Jen’s music reflects a diversity of experience. She is mother to 7 year old Maceo and 3 year old Van Crump, who most often accompany their parents on tour. She is an activist, with a life-long involvement in WhyHunger (founded in 1975 by Jen’s late father Harry Chapin), an organization that champions innovative, community-based solutions to hunger and poverty; and is also active in the local and sustainable food movement. She is an educator, leading workshops and presentations to college, community and church groups, with a background teaching full-time in Brooklyn classrooms. And she is a student, with a BA in International Relations from Brown University, additional studies at Berklee College of Music, extensive travels and studies in Zimbabwe and Mexico, and an ongoing passion to learn more about the world, and its emerging pathways to greater social justice.

Kaki King

Kaki King official site | Kaki King on Facebook | Kaki King on Twitter | Kaki King on Instagram

a shockingly gifted, stunningly complex performer who’s just slightly out of place in too simple a setting.”LA Times

Watching Kaki King perform is like seeing guitar-playing for the first time… The effect is of sculpting rather than of playing music.”NY Mag

“bare, powerful, and propulsive.”KUTX Austin

Hailed by Rolling Stone as “a genre unto herself,” Brooklyn-based composer and guitarist Kaki King has released 8 albums over the past 13 years. She has performed on every continent over the course of multiple world tours, and has presented her work in a variety of prestigious arts centers, including the Kennedy Center, MoMA, LACMA and The Met. She has created music for numerous film and TV soundtracks, including “August Rush” and Sean Penn’s “Into the Wild”, for which received a Golden Globe nomination for Best Original Score.

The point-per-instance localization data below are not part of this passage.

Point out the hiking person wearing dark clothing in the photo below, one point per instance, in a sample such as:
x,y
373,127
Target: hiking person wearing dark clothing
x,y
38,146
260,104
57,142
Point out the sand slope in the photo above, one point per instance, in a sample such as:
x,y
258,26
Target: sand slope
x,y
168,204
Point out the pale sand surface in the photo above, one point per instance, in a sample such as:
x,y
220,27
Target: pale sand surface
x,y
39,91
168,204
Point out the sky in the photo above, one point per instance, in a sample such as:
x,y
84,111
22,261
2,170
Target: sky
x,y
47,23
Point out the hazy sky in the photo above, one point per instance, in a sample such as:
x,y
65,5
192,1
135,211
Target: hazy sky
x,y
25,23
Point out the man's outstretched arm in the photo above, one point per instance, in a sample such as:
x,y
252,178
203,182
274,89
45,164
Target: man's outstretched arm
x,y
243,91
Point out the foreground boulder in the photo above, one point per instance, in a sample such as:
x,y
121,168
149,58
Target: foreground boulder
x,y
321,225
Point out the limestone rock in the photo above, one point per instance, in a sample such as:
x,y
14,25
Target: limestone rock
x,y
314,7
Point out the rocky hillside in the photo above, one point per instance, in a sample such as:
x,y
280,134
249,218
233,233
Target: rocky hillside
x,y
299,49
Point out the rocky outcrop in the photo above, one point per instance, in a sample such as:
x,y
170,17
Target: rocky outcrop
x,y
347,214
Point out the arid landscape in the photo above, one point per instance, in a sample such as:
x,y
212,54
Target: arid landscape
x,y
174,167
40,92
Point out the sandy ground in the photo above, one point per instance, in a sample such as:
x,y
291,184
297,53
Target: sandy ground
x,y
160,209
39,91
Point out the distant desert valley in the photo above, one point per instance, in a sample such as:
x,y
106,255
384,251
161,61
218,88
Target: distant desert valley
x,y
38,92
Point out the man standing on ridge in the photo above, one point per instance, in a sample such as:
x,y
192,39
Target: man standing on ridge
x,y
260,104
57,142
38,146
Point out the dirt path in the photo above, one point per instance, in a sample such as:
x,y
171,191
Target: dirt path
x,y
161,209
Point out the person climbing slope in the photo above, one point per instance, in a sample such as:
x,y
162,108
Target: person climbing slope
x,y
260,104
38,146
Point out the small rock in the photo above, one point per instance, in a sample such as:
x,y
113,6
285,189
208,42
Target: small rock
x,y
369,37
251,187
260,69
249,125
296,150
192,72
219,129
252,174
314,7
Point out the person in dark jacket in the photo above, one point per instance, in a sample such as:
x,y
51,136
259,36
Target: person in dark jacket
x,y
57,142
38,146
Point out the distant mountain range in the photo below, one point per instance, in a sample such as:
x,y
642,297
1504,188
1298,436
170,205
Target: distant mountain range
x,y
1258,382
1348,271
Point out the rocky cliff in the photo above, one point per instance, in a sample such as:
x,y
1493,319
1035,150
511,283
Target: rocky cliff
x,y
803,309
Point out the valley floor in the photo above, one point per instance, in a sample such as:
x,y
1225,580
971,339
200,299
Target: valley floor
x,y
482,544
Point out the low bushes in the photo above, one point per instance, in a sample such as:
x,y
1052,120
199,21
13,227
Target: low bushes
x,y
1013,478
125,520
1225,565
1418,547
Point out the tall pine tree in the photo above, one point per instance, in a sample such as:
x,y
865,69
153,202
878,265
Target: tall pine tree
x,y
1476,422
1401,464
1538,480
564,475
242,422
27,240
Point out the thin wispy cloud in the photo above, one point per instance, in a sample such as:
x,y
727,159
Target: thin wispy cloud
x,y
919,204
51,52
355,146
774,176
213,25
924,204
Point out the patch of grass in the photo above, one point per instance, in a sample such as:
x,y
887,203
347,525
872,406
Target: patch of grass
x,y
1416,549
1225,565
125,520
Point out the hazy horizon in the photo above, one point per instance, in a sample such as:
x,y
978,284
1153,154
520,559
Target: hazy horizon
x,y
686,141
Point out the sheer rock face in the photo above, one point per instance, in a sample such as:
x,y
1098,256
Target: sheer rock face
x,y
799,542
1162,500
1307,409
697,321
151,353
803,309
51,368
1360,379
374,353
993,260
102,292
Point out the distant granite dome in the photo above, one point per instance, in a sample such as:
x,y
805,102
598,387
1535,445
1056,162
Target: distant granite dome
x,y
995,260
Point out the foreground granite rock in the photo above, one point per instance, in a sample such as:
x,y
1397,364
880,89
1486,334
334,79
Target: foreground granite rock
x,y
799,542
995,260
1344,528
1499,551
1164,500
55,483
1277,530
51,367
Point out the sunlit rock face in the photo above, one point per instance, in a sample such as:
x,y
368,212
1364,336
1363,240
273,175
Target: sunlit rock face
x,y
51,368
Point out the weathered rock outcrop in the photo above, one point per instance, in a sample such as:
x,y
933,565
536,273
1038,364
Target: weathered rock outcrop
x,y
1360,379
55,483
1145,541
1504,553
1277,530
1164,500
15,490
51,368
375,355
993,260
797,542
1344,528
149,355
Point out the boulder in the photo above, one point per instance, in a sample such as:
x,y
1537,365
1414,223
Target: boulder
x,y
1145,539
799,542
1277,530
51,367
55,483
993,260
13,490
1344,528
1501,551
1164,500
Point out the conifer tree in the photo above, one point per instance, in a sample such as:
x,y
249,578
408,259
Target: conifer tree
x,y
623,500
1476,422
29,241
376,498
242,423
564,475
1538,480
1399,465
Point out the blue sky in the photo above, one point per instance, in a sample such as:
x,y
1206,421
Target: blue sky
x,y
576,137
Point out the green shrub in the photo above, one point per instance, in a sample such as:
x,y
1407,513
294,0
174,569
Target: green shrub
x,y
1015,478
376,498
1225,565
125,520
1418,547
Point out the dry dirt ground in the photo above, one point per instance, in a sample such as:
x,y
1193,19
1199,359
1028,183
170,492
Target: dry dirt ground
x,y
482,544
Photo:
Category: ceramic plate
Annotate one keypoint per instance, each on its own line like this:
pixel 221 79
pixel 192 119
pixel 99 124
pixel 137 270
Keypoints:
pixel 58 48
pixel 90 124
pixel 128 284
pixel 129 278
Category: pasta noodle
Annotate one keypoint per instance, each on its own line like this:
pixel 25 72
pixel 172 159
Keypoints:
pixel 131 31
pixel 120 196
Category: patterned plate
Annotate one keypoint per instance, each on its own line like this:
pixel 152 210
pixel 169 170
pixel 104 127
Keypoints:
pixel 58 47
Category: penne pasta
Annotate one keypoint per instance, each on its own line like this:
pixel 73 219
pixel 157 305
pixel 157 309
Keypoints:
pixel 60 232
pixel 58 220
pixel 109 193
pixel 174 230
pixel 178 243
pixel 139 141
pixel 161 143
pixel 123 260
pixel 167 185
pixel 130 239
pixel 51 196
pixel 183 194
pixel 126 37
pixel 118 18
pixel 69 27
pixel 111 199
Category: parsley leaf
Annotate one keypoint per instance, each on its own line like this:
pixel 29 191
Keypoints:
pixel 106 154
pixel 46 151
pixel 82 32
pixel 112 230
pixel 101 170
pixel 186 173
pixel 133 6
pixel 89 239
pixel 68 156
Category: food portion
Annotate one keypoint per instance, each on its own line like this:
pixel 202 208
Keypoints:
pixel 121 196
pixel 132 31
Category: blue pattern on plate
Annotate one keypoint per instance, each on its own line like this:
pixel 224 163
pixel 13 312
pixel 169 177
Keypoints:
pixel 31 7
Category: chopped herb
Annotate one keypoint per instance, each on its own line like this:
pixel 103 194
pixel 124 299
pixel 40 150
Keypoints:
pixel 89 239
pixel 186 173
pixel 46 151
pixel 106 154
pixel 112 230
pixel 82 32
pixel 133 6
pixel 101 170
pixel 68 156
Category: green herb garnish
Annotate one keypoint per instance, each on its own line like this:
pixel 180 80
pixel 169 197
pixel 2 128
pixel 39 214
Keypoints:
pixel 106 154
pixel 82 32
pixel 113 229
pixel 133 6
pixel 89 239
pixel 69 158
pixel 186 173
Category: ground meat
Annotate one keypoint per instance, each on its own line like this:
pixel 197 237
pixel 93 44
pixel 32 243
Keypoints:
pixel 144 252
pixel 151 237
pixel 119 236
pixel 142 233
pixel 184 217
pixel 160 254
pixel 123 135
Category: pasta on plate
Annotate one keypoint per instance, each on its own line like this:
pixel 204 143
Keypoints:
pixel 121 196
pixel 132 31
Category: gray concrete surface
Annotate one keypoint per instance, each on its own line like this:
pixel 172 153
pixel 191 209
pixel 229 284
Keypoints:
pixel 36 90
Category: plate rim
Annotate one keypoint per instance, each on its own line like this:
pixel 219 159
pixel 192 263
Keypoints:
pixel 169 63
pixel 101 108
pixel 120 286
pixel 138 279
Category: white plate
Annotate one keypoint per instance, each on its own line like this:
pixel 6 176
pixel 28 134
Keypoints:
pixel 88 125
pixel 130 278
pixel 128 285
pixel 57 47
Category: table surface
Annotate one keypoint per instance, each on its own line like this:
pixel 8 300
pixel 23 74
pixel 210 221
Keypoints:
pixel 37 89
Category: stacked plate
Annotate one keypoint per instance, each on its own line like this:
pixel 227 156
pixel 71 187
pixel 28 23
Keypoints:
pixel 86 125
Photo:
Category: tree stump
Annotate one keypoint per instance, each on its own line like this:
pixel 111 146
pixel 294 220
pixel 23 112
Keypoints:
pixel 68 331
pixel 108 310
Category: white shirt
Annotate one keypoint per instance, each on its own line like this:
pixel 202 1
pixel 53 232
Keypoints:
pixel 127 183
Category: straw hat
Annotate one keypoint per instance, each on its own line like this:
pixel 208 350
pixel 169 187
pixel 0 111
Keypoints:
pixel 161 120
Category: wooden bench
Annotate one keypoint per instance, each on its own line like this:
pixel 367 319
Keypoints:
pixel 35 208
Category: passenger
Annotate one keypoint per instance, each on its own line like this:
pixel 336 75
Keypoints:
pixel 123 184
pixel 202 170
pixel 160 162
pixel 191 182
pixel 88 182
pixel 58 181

Her most recent work until now, “The Neck Is A Bridge To The Body,” is Kaki at her visionary best: deconstructing and redefining the role of solo instrumental artist though virtuoso technique, insatiable imagination, and boundless humanity. This groundbreaking new multi-media performance uses projection mapping to present the guitar as an ontological tabula rasa in a creation myth unlike any other, where luminous visions of genesis and death, textures and skins, are cast onto her signature Ovation Adamas guitar which has been customized specifically for this production.

Ras Levi

Atoosa

Atoosa Grey is a poet and singer-songwriter living in Brooklyn, NY. She has released one EP and three CD’s: Out of the Jar, Sound Travels Up, Night of the Deep Bloom, and most recently When the Cardinals Come. She has performed nationally and contributed music to several independent films.
 
Her poems have appeared on Fat City Review, The Best American Poetry Blog, Eunoia Review, and in Common Ground Review. She has received a 2nd place prize in the Paul Violi Poetry Contest.
 
Atoosa is also a piano teacher with her own studio in Brooklyn, NY.
 
Atoosa official site
Atoosa on Facebook
Atoosa on Twitter

Claudia Acuña

Chilean singer/songwriter/arranger CLAUDIA ACUÑA possesses one of the most beautiful and compelling voices in jazz and creative music. While singing primarily in Spanish, her music crosses language barriers to communicate with power and deep feeling.
 
Acuña was born in Santiago, Chile on July 31, 1971. When she was quite young, her family moved first to the mining town of Rancagua and then to Concepcion, the site of a rich arts community. A guitar was always around the house, as is the case in most South American homes, but her parents provided limited exposure to music and little encouragement when their daughter expressed an interest in the arts. “They saw music as a hobby, not a career,” she says. Yet once she heard recordings by Violeta Parra and Michael Jackson on the radio, she decided to become a singer. “The family did not own a television, so my imagination became my own TV. I began to fantasize about being in front of an audience, and would search the radio for things that moved me – from Parra and Michael Jackson to Earth, Wind and Fire to Mozart to movie musicals. When I finally heard people like Erroll Garner and Thelonious Monk, I was drawn to the music’s freedom without knowing that what they played was called jazz.”